At the ASEAN-Japan Foreign Ministers’ Meeting held via videoconference on August 3, Toshimitsu Motegi and ASEAN foreign ministers discussed response efforts, with Japan pledging to provide more vaccines and support the health care system in the ASEAN countries.
Tokyo has so far offered 9.6 million vaccine doses to the regional states, according to Japan’s Ministry of Foreign Affairs. It has funded US$1 million to the ASEAN Covid-19 Response Fund and another $50 million to help establish the ASEAN Center for Public Health Emergency and Emerging Diseases (ACPHEED).
The ministers also exchanged views on matters of mutual concern, including security and navigation in the South China Sea (called East Sea by Vietnam).
|Vietnam’s Foreign Minister Bui Thanh Son at the meeting.|
Japan – a trusted friend
Speaking at the meeting, Vietnam’s Foreign Minister Bui Thanh Son, who co-chaired the event together with Motegi, affirmed that ASEAN and Japan have become trusted friends supporting each other in a hard time for the past five decades.
Son noted that ASEAN and Japan have extended cooperation in Covid-19 response efforts and other pillars over the past three years for peace and prosperity of both sides.
Motegi affirmed that Tokyo attached importance to the ASEAN-Japan strategic partnership supported ASEAN Centrality, and highlighted the priority to implement the Joint Statement of the 23rd ASEAN-Japan Summit on Cooperation on the ASEAN Outlook on the Indo-Pacific (AOIP), through conducting practical cooperation in the key areas of the AOIP.
ASEAN and Japan’s cooperative partnership began in 1973. Through the years, relations have been forged towards peace, stability, development, and prosperity in Asia and the Indo-Pacific region as a whole.
In 1977, then Prime Minister Takeo Fukuda was the first Japanese Prime Minister to meet ASEAN leaders at the 2nd ASEAN Summit in Kuala Lumpur.
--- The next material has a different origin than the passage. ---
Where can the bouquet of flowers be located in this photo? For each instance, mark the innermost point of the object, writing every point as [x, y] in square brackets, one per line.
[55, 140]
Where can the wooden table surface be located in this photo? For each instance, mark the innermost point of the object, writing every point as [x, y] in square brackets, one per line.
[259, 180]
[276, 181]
In the same year, during his visit to Manila, Prime Minister Fukuda enunciated the historic “Fukuda Doctrine”, and this “heart-to-heart” diplomacy became the anchor of the ASEAN-Japan relations.
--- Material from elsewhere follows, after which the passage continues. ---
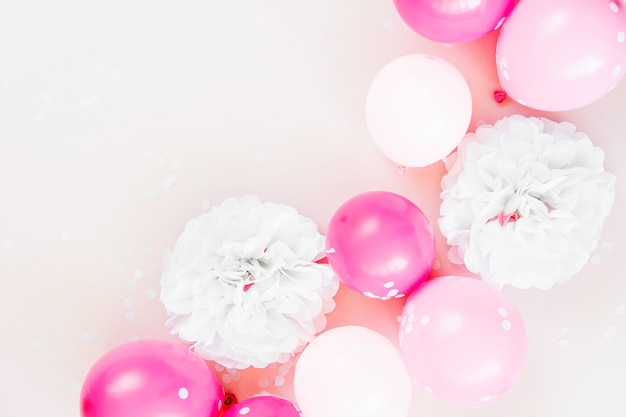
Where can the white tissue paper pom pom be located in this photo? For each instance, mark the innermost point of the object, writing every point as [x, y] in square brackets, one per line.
[524, 201]
[242, 283]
Among fields of cooperation, ASEAN countries and Japan have established close business partnerships. So far, ASEAN member states are major foreign direct investment destinations for Japanese enterprises.
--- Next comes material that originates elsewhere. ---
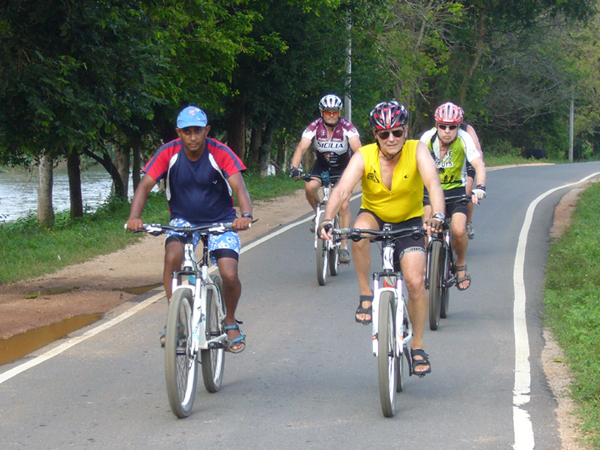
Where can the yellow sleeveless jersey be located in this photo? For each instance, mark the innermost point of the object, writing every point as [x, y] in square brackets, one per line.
[405, 200]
The ASEAN-Japan strategic partnership covers multilayered cooperation on ASEAN’s community building and connectivity in Southeast Asia as well as its leading role in ASEAN-centered regional institutions in Asia and the Indo-Pacific region.
According to the Japanese Foreign Ministry, Toshimitsu Motegi stressed Japan’s opposition to any attempts to unilaterally change the status quo of the Indo-Pacific by force but did not single out China.
“As we face the challenge posed by the coronavirus pandemic, it is important for us to maintain and strengthen principles of the rule of law and transparency in the Indo-Pacific region,” Motegi said in the opening remarks at the meeting.
Four of the 10 members -- Brunei, Malaysia, the Philippines, and Vietnam --, as well as Taiwan, have overlapping territorial claims with China in the South China Sea, through which much of Japan’s oil imports pass.
Motegi also reiterated Japan’s support for ASEAN’s bid to implement its five-point consensus on how to tackle the political crisis in Myanmar following the military coup in early February 2021, including the immediate cessation of violence and constructive dialogue among all parties concerned, the ministry said.
The Japanese minister invited the leaders of the ASEAN countries to Japan for a summit in 2023 to commemorate the 50th anniversary of building friendship and cooperative relationships between Tokyo and the regional bloc, according to Kyodo News.